Nota : les 3 dernières couvertures sont issues du site Brantonne.net
Brantonne sera aussi présent pour les couvertures des collections de deux autres maisons d’éditions qui viendront s’installer au 19 de la rue d’Hauteville - La Flamme d’Or et André Jaeger, là aussi très probablement sur les « conseils » de Roger Dermée… Roger Dermée installa à cette époque et à cette même adresse son comptable
Armand de Caro. On peut opportunément citer à ce propos la petite déconvenue arrivée à
Josette Bruce {3}, la femme de
Jean Bruce, qui vient à cette adresse rue d’Hauteville en 1949, chez un « grand éditeur » que Bruce ne connaît pas mais dont il a trouvé l’adresse dans le « Bottin », pour essayer de placer le dernier manuscrit de son mari. En fait de grand éditeur
« Mme Bruce est accueillie par deux jeunes gens enthousiastes. (…) Mme Bruce est un peu surprise, mais tout à coup, elle s’aperçoit qu’elle s’est trompée d’étage et de porte. Elle n’est pas entrée chez le grand éditeur, mais chez des débutants à la recherche de l’oiseau rare… ».

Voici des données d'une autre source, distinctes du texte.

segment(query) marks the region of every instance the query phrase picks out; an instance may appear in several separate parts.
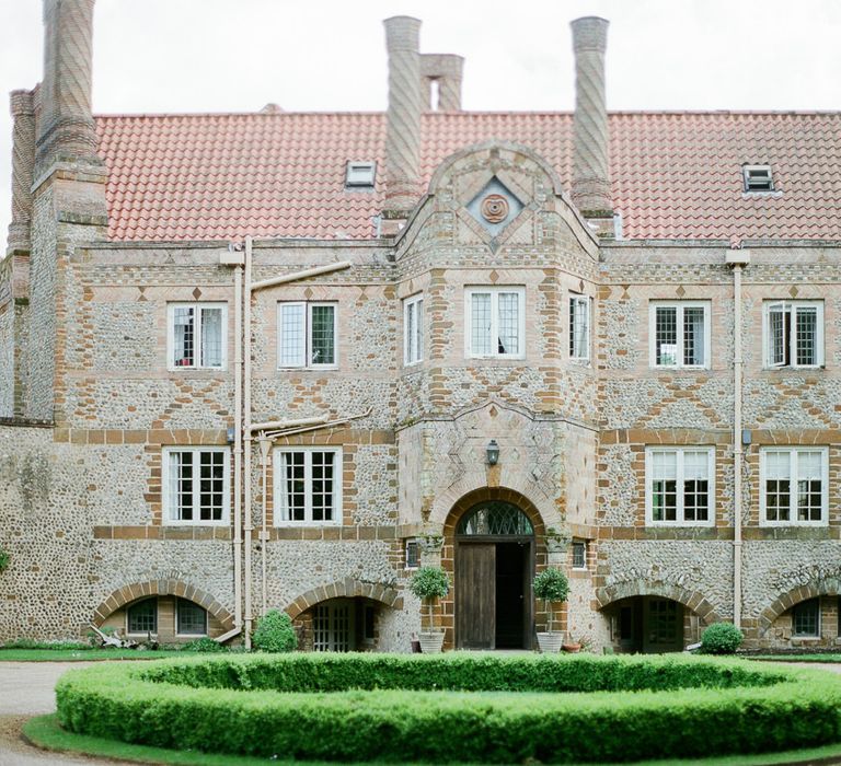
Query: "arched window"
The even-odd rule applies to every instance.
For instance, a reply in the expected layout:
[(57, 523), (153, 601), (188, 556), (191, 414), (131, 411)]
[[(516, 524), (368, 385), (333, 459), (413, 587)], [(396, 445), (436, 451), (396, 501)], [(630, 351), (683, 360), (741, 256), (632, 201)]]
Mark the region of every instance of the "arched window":
[(471, 508), (459, 521), (456, 534), (530, 537), (534, 534), (534, 527), (517, 506), (489, 500)]

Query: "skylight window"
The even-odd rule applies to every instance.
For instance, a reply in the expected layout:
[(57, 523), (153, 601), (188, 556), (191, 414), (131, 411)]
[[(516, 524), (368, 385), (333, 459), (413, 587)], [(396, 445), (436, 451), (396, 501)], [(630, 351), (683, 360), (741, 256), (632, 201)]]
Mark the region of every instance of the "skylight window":
[(347, 163), (345, 172), (346, 188), (373, 188), (373, 182), (377, 177), (376, 162), (350, 162)]
[(742, 165), (745, 192), (773, 192), (774, 178), (771, 165)]

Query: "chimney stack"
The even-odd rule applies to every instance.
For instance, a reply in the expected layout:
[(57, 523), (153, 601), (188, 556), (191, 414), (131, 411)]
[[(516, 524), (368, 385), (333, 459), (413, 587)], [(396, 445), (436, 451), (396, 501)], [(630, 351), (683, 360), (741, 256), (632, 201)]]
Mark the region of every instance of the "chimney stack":
[(37, 163), (57, 158), (94, 159), (91, 112), (94, 0), (44, 0), (44, 81)]
[(400, 230), (396, 222), (407, 218), (418, 196), (423, 109), (420, 22), (411, 16), (393, 16), (383, 23), (389, 51), (389, 107), (382, 233), (391, 235)]
[[(464, 58), (456, 54), (423, 54), (420, 77), (423, 79), (424, 108), (438, 112), (461, 112), (461, 78)], [(438, 83), (438, 103), (431, 103), (431, 84)]]
[(12, 222), (9, 253), (30, 252), (32, 184), (35, 174), (35, 92), (12, 91)]
[(612, 232), (608, 108), (604, 98), (608, 22), (597, 16), (586, 16), (576, 19), (571, 26), (575, 50), (573, 202), (586, 218), (602, 219), (604, 228), (608, 228), (609, 220)]

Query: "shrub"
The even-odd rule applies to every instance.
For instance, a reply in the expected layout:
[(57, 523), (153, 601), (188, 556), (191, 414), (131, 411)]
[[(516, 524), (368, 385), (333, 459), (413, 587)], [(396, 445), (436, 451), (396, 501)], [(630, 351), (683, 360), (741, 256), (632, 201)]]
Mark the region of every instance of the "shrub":
[(227, 647), (223, 647), (221, 643), (215, 641), (209, 636), (203, 636), (201, 638), (196, 638), (193, 641), (187, 641), (184, 646), (181, 647), (181, 651), (210, 653), (227, 651)]
[(426, 601), (429, 629), (433, 629), (433, 604), (450, 592), (450, 580), (440, 567), (420, 567), (408, 581), (408, 590), (420, 601)]
[(302, 761), (741, 757), (841, 734), (841, 678), (718, 658), (223, 655), (99, 664), (56, 693), (77, 733)]
[(741, 646), (744, 636), (730, 623), (716, 623), (704, 630), (701, 636), (702, 654), (735, 654)]
[(566, 601), (569, 595), (569, 581), (566, 579), (566, 574), (560, 569), (544, 569), (540, 574), (534, 578), (532, 585), (534, 589), (534, 597), (543, 599), (546, 602), (546, 612), (549, 613), (549, 631), (552, 632), (553, 625), (553, 601)]
[(295, 651), (298, 637), (286, 612), (269, 610), (257, 620), (252, 643), (260, 651)]

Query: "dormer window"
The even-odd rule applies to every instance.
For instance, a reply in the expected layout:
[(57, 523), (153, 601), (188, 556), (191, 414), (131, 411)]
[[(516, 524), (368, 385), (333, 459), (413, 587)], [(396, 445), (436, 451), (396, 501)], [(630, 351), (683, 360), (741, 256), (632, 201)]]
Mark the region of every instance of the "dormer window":
[(742, 165), (745, 192), (773, 192), (774, 178), (771, 165)]
[(348, 161), (345, 170), (345, 188), (372, 189), (376, 177), (376, 162)]

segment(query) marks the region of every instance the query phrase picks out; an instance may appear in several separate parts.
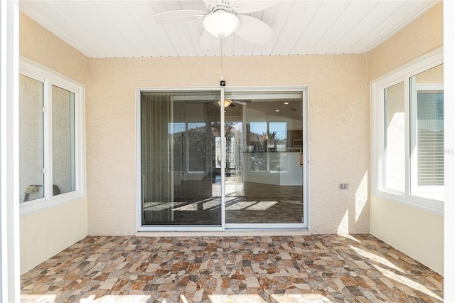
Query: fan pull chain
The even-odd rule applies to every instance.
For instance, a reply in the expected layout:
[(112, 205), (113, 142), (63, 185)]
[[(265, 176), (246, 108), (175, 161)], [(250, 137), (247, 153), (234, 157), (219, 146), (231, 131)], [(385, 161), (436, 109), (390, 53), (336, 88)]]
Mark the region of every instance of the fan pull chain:
[(221, 36), (220, 36), (220, 80), (224, 80), (223, 76), (223, 37)]

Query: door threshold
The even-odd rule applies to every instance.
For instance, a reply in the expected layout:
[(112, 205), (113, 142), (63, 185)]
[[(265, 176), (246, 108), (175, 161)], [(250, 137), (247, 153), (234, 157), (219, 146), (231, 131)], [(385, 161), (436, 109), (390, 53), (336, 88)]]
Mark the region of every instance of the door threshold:
[(248, 229), (213, 231), (138, 231), (136, 237), (241, 237), (241, 236), (300, 236), (311, 235), (307, 229)]

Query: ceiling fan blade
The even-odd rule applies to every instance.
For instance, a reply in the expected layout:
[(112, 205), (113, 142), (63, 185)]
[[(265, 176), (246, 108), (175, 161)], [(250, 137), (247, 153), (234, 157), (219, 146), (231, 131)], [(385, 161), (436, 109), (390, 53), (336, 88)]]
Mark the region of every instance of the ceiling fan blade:
[(205, 15), (205, 12), (203, 11), (183, 9), (165, 11), (154, 16), (151, 18), (159, 25), (179, 24), (195, 21)]
[(279, 0), (243, 0), (232, 2), (232, 7), (236, 13), (248, 14), (272, 7), (279, 2)]
[(239, 37), (255, 44), (264, 44), (273, 37), (270, 26), (259, 19), (246, 15), (237, 15), (240, 26), (235, 31)]
[(207, 31), (204, 31), (200, 35), (199, 45), (204, 51), (213, 51), (220, 46), (220, 38), (216, 38)]

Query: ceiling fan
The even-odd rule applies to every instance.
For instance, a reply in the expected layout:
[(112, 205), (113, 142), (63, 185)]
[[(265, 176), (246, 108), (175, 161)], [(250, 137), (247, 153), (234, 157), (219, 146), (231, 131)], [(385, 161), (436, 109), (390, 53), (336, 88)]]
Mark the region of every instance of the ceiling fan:
[(200, 43), (203, 48), (215, 45), (217, 38), (235, 33), (254, 44), (264, 44), (273, 37), (273, 30), (261, 20), (243, 14), (268, 9), (278, 1), (202, 0), (206, 11), (178, 10), (158, 14), (152, 18), (160, 25), (179, 24), (202, 20), (204, 32)]
[(251, 102), (250, 100), (233, 100), (233, 99), (225, 99), (223, 104), (222, 105), (221, 100), (218, 101), (210, 101), (208, 102), (205, 104), (213, 104), (217, 105), (220, 107), (223, 105), (223, 107), (235, 107), (235, 104), (239, 104), (241, 105), (245, 105), (247, 103)]

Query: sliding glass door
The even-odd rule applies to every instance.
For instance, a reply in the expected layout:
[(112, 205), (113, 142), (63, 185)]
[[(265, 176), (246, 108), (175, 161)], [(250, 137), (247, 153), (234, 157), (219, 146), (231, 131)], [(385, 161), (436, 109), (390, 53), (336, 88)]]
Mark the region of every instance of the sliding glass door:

Le lecteur aura compris que le « grand éditeur » était
Roger Dermée, et que les deux jeunes enthousiastes étaient
Armand de Caro et
Guy Krill, qui allaient fonder les
éditions “Fleuve Noir”.
Par la suite, en 1952,
Roger Dermée fonde les éditions
Le Trotteur et
Les Presses Mondiales, qu’il domicilie au 5 rue des Moulins, délaissant alors les locaux de la rue d’Hauteville.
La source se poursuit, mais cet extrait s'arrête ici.